Someone who could play Slayer and then turned around and play Loretta Lynn or something. So different that it makes you question if its the same person.

That is what makes a guitar player great...
#107
I would say that the most crucial skill is to be able to keep proper timing. Without timing, the whole band falls apart.

ron666
#108
Quote by Iblis92
Me and a friend were having this discussion. What makes a good lead guitarist?
Ability to alternate pick?

no

Knowing your scales, minor major and pentatonic etc. being able to improvise? Solo's?
This all started when I said, I think I have potential of being a lead guitarist. Single note riffs are my bread and butter, and I know my scales (mostly) And I said he'd be good rhythm guitarist, which he took as an insult apparently. He just does chords and strumming really, so its not too farfetchd of a statement.

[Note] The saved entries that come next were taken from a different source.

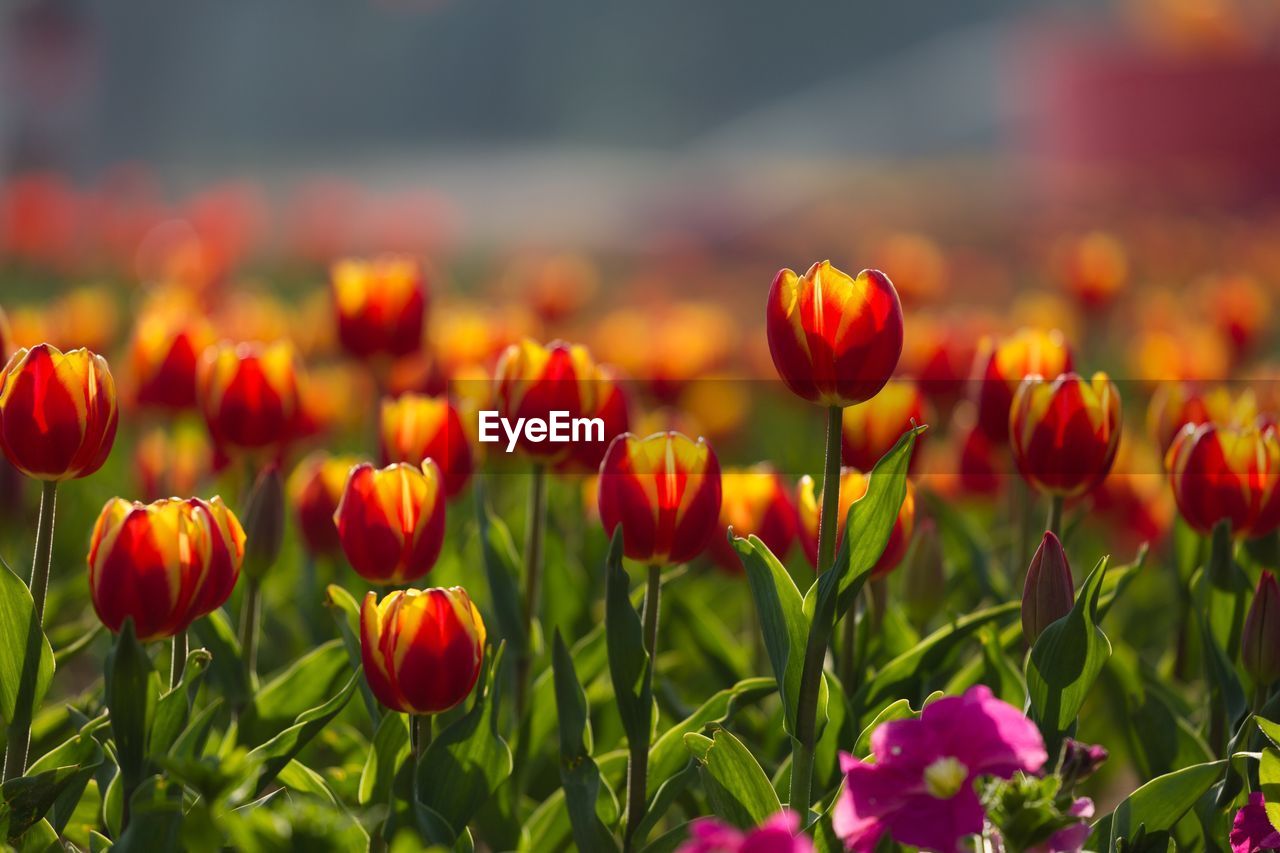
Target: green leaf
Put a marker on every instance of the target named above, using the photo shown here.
(736, 785)
(388, 752)
(132, 690)
(464, 766)
(280, 749)
(580, 776)
(629, 662)
(905, 673)
(305, 684)
(26, 656)
(502, 570)
(1065, 661)
(782, 621)
(1156, 807)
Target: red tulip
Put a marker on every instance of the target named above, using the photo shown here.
(164, 564)
(423, 648)
(835, 340)
(754, 501)
(416, 427)
(1000, 368)
(664, 491)
(58, 413)
(380, 304)
(391, 521)
(853, 486)
(1065, 432)
(250, 395)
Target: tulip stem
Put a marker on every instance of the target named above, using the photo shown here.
(819, 634)
(1055, 515)
(535, 525)
(250, 629)
(638, 767)
(179, 658)
(19, 728)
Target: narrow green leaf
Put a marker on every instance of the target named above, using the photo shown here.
(580, 776)
(736, 785)
(1065, 661)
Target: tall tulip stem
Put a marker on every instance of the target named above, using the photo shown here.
(19, 728)
(534, 529)
(819, 634)
(638, 767)
(179, 658)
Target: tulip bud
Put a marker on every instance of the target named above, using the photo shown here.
(1260, 647)
(391, 521)
(416, 427)
(380, 305)
(58, 413)
(835, 340)
(1048, 593)
(164, 565)
(423, 648)
(264, 523)
(1001, 366)
(664, 491)
(1065, 433)
(315, 488)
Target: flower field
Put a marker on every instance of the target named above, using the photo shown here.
(314, 544)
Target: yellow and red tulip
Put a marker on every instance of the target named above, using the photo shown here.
(1065, 432)
(1001, 366)
(872, 428)
(423, 648)
(416, 427)
(58, 413)
(315, 489)
(380, 305)
(164, 565)
(754, 501)
(391, 520)
(664, 492)
(835, 340)
(853, 486)
(248, 395)
(1226, 474)
(533, 381)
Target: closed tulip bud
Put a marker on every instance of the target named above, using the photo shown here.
(1226, 474)
(664, 492)
(416, 427)
(391, 520)
(1048, 592)
(853, 487)
(1001, 366)
(165, 357)
(835, 340)
(872, 428)
(58, 413)
(164, 565)
(314, 489)
(264, 523)
(380, 305)
(1260, 646)
(1065, 433)
(533, 381)
(248, 395)
(753, 501)
(423, 648)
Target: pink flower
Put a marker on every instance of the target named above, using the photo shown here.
(1252, 830)
(920, 787)
(778, 834)
(1070, 839)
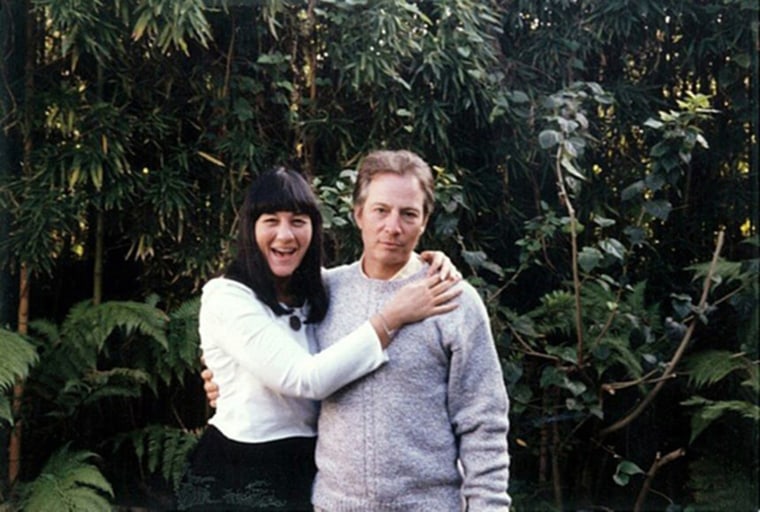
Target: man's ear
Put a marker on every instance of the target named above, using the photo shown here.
(358, 211)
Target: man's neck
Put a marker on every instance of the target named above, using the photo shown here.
(390, 273)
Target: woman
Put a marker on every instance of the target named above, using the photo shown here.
(256, 326)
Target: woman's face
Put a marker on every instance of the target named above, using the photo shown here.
(283, 238)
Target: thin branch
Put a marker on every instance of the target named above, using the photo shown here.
(670, 369)
(656, 465)
(565, 198)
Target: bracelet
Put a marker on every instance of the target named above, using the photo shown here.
(388, 332)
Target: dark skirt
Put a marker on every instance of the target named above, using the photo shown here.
(232, 476)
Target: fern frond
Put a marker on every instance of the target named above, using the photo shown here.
(48, 330)
(161, 449)
(6, 413)
(711, 366)
(183, 352)
(93, 324)
(125, 382)
(68, 482)
(726, 270)
(710, 410)
(18, 357)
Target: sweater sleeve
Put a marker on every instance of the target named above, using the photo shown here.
(479, 407)
(244, 328)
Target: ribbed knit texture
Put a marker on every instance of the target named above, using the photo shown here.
(391, 441)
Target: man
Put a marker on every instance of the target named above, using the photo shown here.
(428, 430)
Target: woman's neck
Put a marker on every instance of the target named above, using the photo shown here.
(285, 295)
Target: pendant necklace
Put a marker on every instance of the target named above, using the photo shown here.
(295, 322)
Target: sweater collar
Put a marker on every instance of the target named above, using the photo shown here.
(412, 266)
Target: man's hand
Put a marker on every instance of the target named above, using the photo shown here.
(441, 264)
(210, 387)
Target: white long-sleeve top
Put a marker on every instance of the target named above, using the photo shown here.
(270, 376)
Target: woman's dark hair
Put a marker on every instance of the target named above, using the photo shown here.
(276, 190)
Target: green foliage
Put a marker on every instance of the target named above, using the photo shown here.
(153, 116)
(625, 469)
(707, 411)
(18, 357)
(160, 449)
(69, 482)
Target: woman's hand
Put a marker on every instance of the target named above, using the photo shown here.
(210, 387)
(416, 301)
(440, 264)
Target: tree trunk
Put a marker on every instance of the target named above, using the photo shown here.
(22, 18)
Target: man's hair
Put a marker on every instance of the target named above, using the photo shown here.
(401, 162)
(276, 190)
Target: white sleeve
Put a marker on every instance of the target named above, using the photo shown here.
(245, 329)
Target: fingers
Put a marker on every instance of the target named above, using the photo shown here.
(436, 260)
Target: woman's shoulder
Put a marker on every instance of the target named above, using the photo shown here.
(335, 273)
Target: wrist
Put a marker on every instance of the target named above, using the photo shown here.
(387, 327)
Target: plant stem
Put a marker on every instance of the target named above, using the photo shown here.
(670, 369)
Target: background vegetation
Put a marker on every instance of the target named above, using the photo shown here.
(597, 168)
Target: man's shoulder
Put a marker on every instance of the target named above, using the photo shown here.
(469, 300)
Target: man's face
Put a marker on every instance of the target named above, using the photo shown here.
(391, 221)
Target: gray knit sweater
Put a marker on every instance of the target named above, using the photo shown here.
(391, 441)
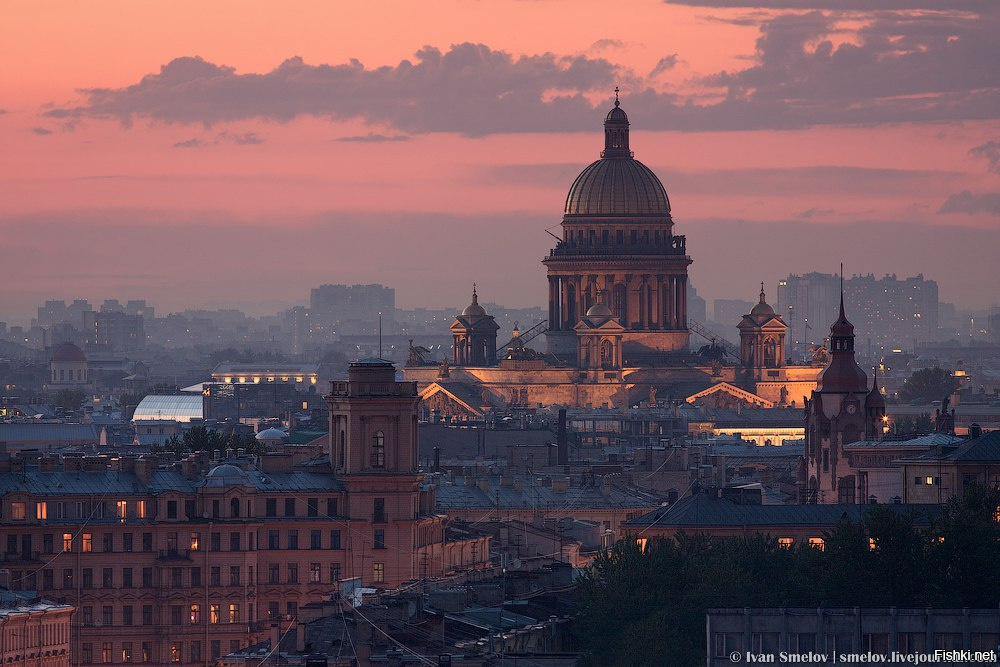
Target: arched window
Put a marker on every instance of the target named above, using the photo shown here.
(378, 450)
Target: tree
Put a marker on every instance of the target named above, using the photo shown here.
(928, 384)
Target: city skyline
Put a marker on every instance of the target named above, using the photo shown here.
(210, 166)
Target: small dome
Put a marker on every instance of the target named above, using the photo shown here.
(474, 309)
(65, 352)
(599, 310)
(226, 475)
(762, 308)
(271, 434)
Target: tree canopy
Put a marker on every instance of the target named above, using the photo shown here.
(635, 606)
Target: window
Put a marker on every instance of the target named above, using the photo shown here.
(378, 450)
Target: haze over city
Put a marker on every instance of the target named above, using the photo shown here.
(210, 155)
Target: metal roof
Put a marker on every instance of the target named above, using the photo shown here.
(181, 408)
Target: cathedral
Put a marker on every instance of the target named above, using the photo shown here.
(617, 329)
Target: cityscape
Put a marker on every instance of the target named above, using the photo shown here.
(395, 336)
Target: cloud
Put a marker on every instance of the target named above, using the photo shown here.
(808, 69)
(841, 5)
(664, 64)
(375, 138)
(991, 152)
(244, 139)
(972, 204)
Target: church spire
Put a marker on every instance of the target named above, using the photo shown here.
(616, 132)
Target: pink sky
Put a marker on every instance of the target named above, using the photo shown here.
(198, 154)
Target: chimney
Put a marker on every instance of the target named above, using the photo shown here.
(563, 451)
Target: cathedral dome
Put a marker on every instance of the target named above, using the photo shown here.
(617, 184)
(474, 309)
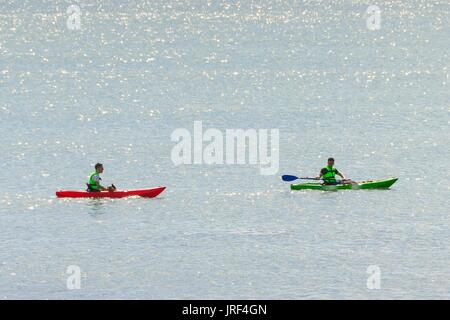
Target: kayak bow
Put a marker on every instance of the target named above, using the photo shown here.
(146, 193)
(370, 184)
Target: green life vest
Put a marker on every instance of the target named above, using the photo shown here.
(92, 184)
(329, 176)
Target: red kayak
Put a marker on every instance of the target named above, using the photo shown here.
(146, 193)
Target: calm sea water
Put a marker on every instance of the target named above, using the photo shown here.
(115, 90)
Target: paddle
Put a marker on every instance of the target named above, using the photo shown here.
(287, 177)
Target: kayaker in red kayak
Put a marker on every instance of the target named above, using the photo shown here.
(94, 181)
(328, 175)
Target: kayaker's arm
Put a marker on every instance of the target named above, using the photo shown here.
(100, 187)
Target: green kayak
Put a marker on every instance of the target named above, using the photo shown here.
(370, 184)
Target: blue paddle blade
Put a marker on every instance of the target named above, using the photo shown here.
(287, 177)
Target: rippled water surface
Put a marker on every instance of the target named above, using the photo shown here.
(115, 90)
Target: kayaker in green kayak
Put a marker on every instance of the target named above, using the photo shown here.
(328, 175)
(94, 181)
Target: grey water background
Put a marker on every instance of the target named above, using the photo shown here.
(114, 91)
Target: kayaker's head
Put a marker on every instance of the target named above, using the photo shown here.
(99, 168)
(331, 162)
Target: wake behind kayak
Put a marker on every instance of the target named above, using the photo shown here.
(145, 193)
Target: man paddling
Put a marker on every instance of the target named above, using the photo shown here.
(94, 181)
(328, 175)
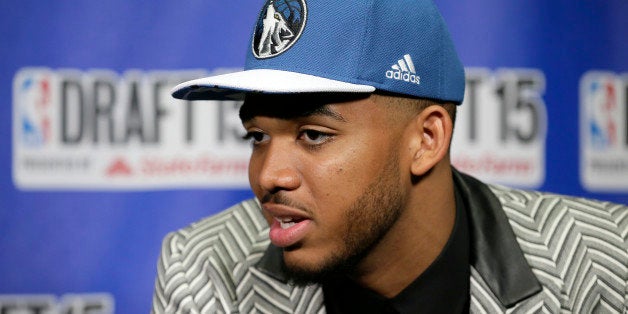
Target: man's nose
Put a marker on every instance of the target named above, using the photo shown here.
(279, 169)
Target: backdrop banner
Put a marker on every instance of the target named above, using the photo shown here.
(100, 163)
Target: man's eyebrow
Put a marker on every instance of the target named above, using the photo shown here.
(326, 111)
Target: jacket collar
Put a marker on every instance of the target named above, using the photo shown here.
(494, 252)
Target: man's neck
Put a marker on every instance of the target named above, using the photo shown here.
(415, 240)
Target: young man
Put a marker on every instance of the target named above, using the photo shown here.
(350, 114)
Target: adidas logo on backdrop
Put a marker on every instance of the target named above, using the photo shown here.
(404, 71)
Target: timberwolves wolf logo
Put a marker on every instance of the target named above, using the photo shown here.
(279, 25)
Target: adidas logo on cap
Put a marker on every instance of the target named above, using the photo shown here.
(404, 71)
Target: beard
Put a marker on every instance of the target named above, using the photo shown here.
(371, 216)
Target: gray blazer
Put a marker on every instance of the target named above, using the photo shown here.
(531, 252)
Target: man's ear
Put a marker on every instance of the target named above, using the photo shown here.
(434, 129)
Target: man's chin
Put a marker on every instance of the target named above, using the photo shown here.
(316, 273)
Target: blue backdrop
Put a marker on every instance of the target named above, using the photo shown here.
(60, 242)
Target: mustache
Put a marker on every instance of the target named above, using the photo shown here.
(281, 199)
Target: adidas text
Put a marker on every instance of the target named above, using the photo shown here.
(403, 76)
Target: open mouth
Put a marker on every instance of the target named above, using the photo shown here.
(286, 223)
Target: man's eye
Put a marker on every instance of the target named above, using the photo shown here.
(255, 137)
(314, 137)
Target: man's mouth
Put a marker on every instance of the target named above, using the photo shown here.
(286, 223)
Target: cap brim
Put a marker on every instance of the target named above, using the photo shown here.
(236, 85)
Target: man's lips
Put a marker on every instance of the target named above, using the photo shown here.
(289, 225)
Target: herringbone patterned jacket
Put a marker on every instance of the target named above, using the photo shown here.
(531, 252)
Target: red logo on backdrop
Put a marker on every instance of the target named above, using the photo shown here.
(119, 167)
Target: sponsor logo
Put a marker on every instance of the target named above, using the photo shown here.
(100, 130)
(604, 131)
(278, 27)
(404, 70)
(501, 127)
(101, 303)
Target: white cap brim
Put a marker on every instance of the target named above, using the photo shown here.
(236, 85)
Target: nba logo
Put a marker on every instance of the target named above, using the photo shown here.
(33, 105)
(600, 111)
(604, 132)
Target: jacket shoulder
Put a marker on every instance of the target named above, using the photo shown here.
(199, 265)
(576, 247)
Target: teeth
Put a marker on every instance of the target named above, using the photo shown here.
(286, 222)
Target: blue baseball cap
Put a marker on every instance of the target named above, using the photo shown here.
(350, 46)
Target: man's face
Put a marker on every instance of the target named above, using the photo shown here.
(328, 176)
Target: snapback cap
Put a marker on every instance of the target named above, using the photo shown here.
(350, 46)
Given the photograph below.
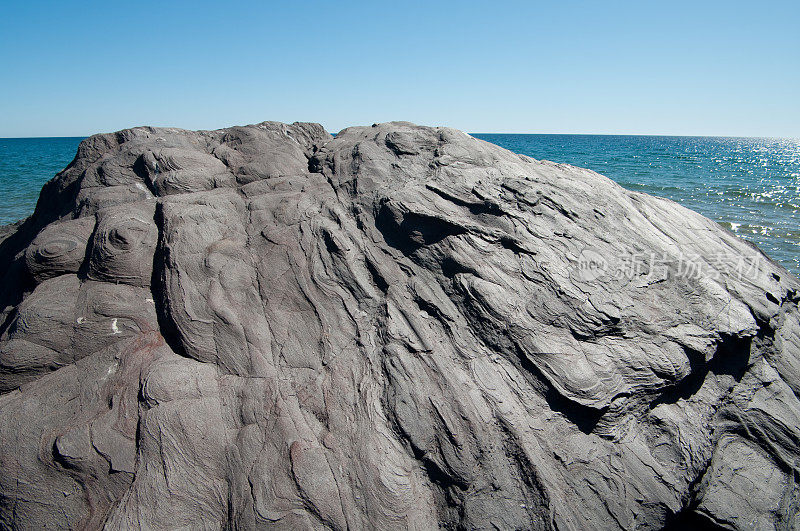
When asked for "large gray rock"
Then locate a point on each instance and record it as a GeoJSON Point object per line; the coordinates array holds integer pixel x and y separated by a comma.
{"type": "Point", "coordinates": [401, 327]}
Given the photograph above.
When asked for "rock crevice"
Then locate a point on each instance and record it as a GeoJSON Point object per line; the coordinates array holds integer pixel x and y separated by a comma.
{"type": "Point", "coordinates": [399, 327]}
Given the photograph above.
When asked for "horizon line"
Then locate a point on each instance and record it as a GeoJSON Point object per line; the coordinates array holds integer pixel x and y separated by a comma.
{"type": "Point", "coordinates": [468, 132]}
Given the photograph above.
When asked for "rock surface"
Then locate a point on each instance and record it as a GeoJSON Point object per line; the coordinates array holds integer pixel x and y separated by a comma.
{"type": "Point", "coordinates": [402, 327]}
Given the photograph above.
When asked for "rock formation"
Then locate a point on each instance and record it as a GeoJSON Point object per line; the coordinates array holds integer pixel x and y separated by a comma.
{"type": "Point", "coordinates": [399, 327]}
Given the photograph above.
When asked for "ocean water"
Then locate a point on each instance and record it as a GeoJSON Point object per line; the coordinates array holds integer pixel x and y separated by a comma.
{"type": "Point", "coordinates": [25, 165]}
{"type": "Point", "coordinates": [749, 185]}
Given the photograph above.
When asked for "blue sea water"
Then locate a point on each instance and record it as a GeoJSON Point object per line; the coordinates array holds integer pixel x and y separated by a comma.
{"type": "Point", "coordinates": [25, 165]}
{"type": "Point", "coordinates": [749, 185]}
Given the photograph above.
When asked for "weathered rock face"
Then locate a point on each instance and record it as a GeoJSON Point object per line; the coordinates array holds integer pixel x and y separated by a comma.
{"type": "Point", "coordinates": [399, 327]}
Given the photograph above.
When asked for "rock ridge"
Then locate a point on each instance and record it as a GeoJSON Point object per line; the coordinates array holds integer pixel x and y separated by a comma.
{"type": "Point", "coordinates": [399, 327]}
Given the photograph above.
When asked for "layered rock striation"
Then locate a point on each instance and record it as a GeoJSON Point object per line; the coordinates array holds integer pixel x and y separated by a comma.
{"type": "Point", "coordinates": [400, 327]}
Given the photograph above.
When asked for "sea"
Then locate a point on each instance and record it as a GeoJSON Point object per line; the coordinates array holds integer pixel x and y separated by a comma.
{"type": "Point", "coordinates": [748, 185]}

strumming and chords is the shit, one note riffs sounds like something a 5 year old could do. if you're talking about deathcore breakdown low G string zeros and ones your bread and butter is the epitome of musical mediocrity and you should just go live with the goats or something

and **** scales

Anyway, I want to start a discussion on this. Maybe we'll all learn something.
So, the prompt: is lead guitarist>rhythm guitarist? What does it really require to be a good lead/rhythm guitarist? is a balance of both rhythm guitarist skills, and lead guitarist skills a good thing? (meaning, you wouldnt excel in either one)
Discuss.

i think you should stop thinking in tired music marketing clichés and play some god damn music
/fin

let it be known that i read naught but the OP
Quote by korinaflyingv
On the come up we were listening to Grateful Dead and the music started passing through my bowel and out my arsehole as this violet stream of light. I shat music. It was beautiful.
Last edited by Burgery at Jul 14, 2013,
#109
fookin shit this thread is old
Quote by korinaflyingv
On the come up we were listening to Grateful Dead and the music started passing through my bowel and out my arsehole as this violet stream of light. I shat music. It was beautiful.